内部成長については、賃貸オフィス市場が活況だったこともあり、り積極的な賃料改定と、テナント入替に際しより高単価の貸付を実現と稼働率の向上に取り組んだ結果、順調に増収実績を積み上げました。 結果、2019年3月期末の稼働率は99.5%となり、期末稼働率として過去最高水準であった前期末(2018年9月30日)を更に上回る実績となりました。

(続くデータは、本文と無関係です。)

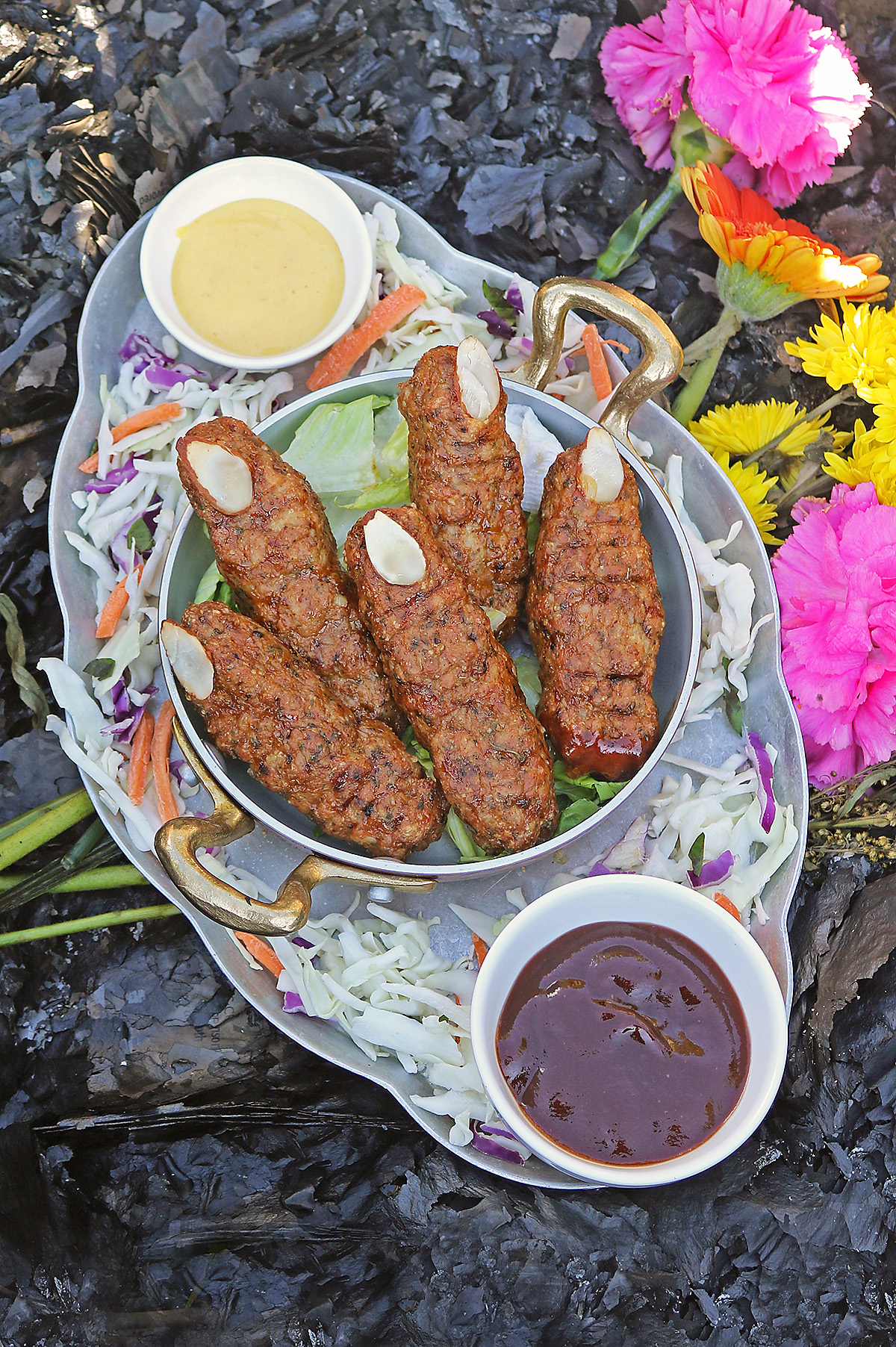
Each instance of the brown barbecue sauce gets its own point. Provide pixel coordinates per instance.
(624, 1043)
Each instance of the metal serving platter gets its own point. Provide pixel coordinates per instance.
(113, 308)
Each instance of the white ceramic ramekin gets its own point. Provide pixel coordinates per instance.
(638, 899)
(241, 179)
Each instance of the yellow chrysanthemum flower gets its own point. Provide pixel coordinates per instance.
(860, 350)
(747, 427)
(874, 460)
(884, 400)
(752, 485)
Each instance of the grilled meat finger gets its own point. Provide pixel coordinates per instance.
(596, 620)
(267, 706)
(274, 546)
(465, 473)
(453, 680)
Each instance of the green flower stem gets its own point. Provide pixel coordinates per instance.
(62, 814)
(99, 923)
(728, 325)
(87, 881)
(42, 881)
(688, 402)
(621, 247)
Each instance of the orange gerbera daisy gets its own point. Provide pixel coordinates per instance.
(770, 263)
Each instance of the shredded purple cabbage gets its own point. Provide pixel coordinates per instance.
(125, 715)
(115, 479)
(712, 872)
(496, 325)
(485, 1140)
(162, 371)
(515, 298)
(758, 753)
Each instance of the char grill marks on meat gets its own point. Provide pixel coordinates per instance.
(281, 556)
(467, 480)
(457, 686)
(270, 709)
(596, 620)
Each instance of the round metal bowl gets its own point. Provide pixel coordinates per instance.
(190, 554)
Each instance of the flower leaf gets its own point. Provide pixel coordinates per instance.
(99, 670)
(139, 536)
(30, 690)
(497, 301)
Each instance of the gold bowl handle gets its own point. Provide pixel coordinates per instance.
(659, 364)
(177, 842)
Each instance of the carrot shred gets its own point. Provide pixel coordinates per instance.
(159, 750)
(115, 606)
(724, 901)
(261, 951)
(387, 314)
(597, 361)
(139, 764)
(147, 417)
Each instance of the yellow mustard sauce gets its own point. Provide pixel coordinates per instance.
(258, 276)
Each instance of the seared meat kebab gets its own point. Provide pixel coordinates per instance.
(269, 708)
(276, 547)
(453, 679)
(465, 473)
(594, 613)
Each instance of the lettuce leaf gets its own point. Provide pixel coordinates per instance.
(335, 447)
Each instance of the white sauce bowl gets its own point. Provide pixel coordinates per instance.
(247, 179)
(636, 899)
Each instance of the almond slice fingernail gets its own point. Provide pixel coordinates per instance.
(393, 554)
(192, 666)
(223, 474)
(477, 379)
(600, 467)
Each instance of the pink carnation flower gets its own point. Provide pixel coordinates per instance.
(836, 579)
(771, 80)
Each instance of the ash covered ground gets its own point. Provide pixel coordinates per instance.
(172, 1169)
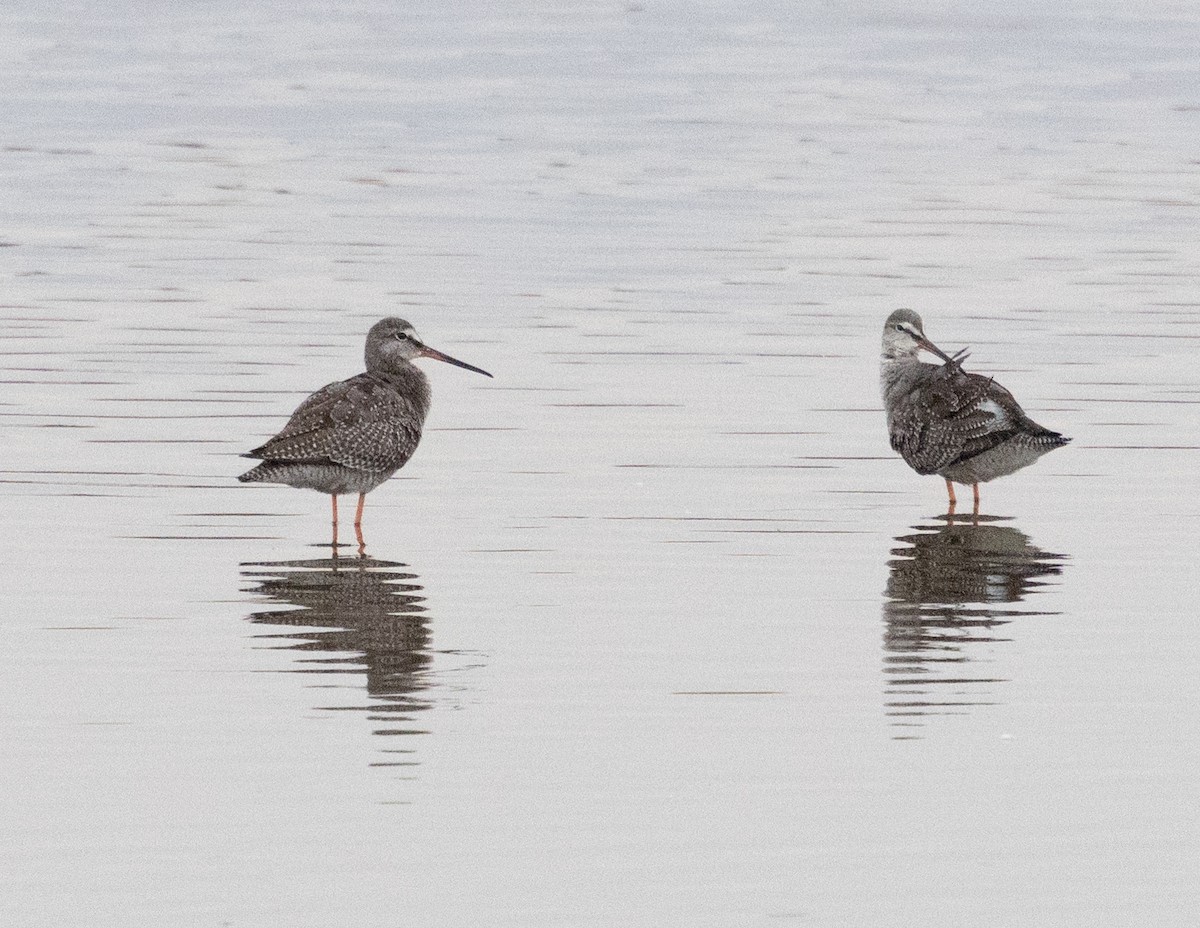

これらのような運用の結果、2019年3月期の業績は、営業収益33,022百万円(前期比0.1%減)、営業利益14,548百万円(前期比0.2%減)となり、借入金等の支払利息等の経費を控除した経常利益は13,441百万円(前期比0.7%増)、当期純利益は13,431百万円(前期比1.2%増)となりました。

LTVはだんだん上昇しているが計画の範囲内

ジャパンリアルエステイト投資法人2019年3月期決算LTV・DSCR推移

財務戦略におけるLTVの比率は30~40%を目安に運用することを財務上の基本方針としています。併せて、借入コストや既存借入先とのリレーションを勘案した上で、満期の分散・デュレーションの長期化・安定借入先の多様化等により、健全かつ保守的な財務体質の維持を目指すこととしております。物件の取得による新規借入や既存借入金のリファイナンスにあたっては、前記観点のほか新投資口発行による資金調達での返済可能性等も念頭に置き、戦略的かつ機動的な借入を実施しております。2019年3月期においては、第12回無担保投資法人債(ジャパンリアルエステイト・グリーンボンド)を発行し、グリーン適格資産である芝二丁目大門ビルディングの改修工事資金を調達したほか、赤坂
パークビル及び四条烏丸センタービルの取得に係る借入金の返済資金に充当しました。また、フロントプレイス南新宿の取得に伴う9,000百万円の借入れを実施しました。このような取り組みの結果、2019年3月31日現在の有利子負債残高は前期末比5,500百万円増の389,993百万円となり、内、長期借入金は348,500百万円(1年内返済予定の長期借入金49,000百万円を含みます。)、短期借入金は8,500百万円、投資法人債は32,993百万円となりました。LTVは40.5%となっています。